On the other side, Republicans will point out that the moral fabric of a Presidential candidate and their family is absolutely relevant to voters, and that Trump did not directly incentivize Zelensky to acquiesce to the request. They’ll try to pass it off as little more than a normal conversation between two world leaders.
Where things get complicated is the fact that Ukraine is currently subject to economic sanctions from the United States of America. Those sanctions are costing millions of dollars to the Ukrainian Government, and Ukraine would love nothing more than to see those sanctions lifted. While Trump didn’t make any promises to Zelensky – at least not in the transcript of the call released by the White House – the whistleblower who reported the phone call insists that a promise was made. We’re left to assume that the alleged guarantee related to Trump easing the sanctions in return for the investigation against Biden being re-opened.

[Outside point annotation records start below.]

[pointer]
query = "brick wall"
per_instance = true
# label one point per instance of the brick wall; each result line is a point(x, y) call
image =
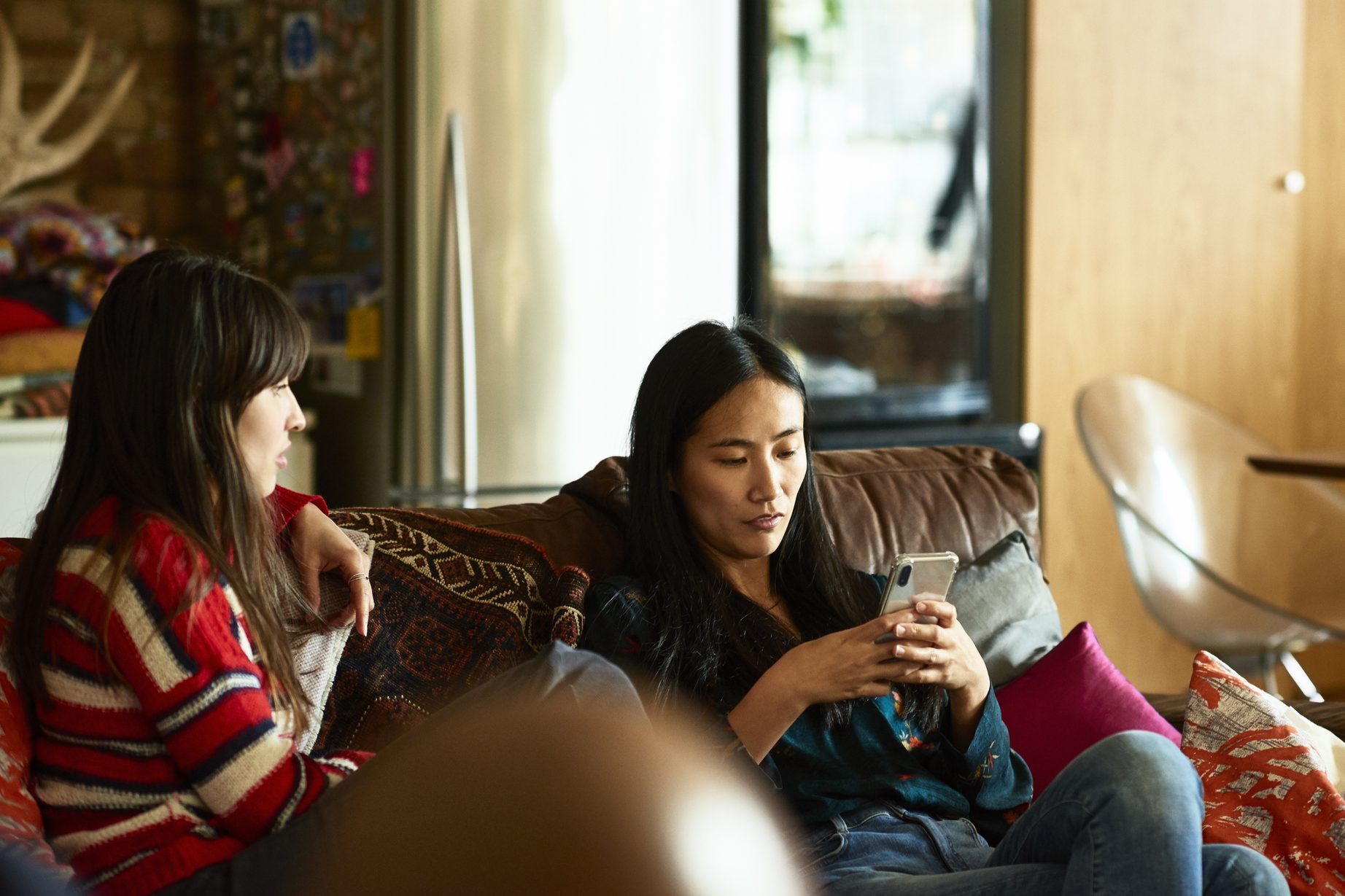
point(143, 165)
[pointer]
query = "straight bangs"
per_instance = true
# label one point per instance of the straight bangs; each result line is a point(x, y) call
point(277, 343)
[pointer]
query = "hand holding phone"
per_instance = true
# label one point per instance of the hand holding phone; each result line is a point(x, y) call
point(912, 574)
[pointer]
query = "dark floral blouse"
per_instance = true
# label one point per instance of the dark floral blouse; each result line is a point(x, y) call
point(879, 757)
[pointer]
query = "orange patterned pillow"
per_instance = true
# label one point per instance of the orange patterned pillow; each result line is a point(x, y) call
point(1265, 782)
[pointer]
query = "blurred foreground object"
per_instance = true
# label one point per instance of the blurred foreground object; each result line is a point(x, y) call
point(561, 800)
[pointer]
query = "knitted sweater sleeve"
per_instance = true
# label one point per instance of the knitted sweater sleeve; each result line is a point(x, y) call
point(194, 674)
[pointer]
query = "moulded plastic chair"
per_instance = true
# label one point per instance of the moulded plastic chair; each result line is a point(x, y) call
point(1235, 561)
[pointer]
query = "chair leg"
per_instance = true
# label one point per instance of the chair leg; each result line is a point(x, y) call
point(1300, 677)
point(1268, 661)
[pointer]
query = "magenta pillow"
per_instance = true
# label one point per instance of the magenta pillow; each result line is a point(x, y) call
point(1069, 701)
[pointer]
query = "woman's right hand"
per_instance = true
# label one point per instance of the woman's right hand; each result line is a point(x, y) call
point(845, 665)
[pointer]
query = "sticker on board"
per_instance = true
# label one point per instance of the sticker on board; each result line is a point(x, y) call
point(299, 44)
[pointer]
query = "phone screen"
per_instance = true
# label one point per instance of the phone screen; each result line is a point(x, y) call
point(915, 574)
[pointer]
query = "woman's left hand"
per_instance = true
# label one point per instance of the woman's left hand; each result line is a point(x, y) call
point(943, 649)
point(318, 545)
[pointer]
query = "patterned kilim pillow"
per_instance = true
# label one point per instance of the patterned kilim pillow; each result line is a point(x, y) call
point(1265, 782)
point(455, 606)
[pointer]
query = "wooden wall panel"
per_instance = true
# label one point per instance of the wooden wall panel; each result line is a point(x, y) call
point(1319, 389)
point(1158, 243)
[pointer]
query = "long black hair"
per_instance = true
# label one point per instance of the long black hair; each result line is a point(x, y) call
point(174, 353)
point(709, 631)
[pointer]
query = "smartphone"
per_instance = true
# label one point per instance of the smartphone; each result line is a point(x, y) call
point(915, 574)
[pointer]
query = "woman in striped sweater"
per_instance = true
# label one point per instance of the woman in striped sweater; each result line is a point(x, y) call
point(148, 628)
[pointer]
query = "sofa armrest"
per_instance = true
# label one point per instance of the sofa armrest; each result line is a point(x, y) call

If that’s true, then it’s a plain-as-day case of bribery. Imagine you’re a social media influencer. You’ve logged yourself logged into a slots casino. You want to keep playing, but you’re out of money. A chat box pops up, and the mobile slots website has a proposition for you. They’re happy to provide you with a line of credit, but only if you use your position as an influencer to disparage a different mobile slots brand, and therefore improve their position in the market. In return, not only will they provide you with a line of credit, but they’ll also provide you with a jackpot next time you play. The advantages of you taking the offer are obvious, but doing so would clearly be immoral. It would not, however, be illegal.
Unless the Democrats are able to locate more evidence of the whistleblower’s accusations than they currently seem to have knowledge of, then they may well find that their impeachment inquiry reaches the same conclusion. The undertone of Trump’s conversation with Zelensky – whether he made a verbal promise or not – is obvious. It just probably isn’t illegal, and if it isn’t illegal, the President isn’t going anywhere.
In normal political circumstances, making the type of comments Trump made on that call would be enough to bring a President down, but these are not normal political circumstances. Yes, it does matter what Trump said on that phone call – but probably not enough to see him forced out of office.